O olhar da professora de Literatura Comparada da Universidade Computense de Madri, Guadalupe Arbona, depois de sua experiência com o câncer, é muito potente. Eu não a conheci antes desta experiência. Olhos intensos, olhar profundo, curioso, ferido e salvo ao mesmo tempo. Seu testemunho é muito útil para quem já passou por essa situação. Nesta entrevista, Guadalupe, que faz parte do movimento Comunhão e Libertação (CL), abre sua alma.

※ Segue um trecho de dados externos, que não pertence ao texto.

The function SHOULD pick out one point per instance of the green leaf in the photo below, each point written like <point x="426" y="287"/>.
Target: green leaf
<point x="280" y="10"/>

Nós precisamos da proximidade da morte para revisar nossa vida?

Não sei. Não creio que a morte, que é sempre repugnante, não traga nada. Mas é verdade que a sua proximidade pode fazer aflorar o valor do que se vive.

Vamos ao meu caso para que estas coisas não pareçam ocas. Não quero deixar de contar como recebi a notícia da doença que ameaçava minha vida. Em setembro de 2015, saí da anestesia de um exame de rotina e me vi jogada em uma cama de hospital, ainda meio que adormecida. Mesmo assim, vi o rosto sério do médico. Muito sério. Perguntei se era câncer, e ele disse que sim. Foi curto e grosso. Mas eu também fui em minha pergunta. Não queria meias-verdades.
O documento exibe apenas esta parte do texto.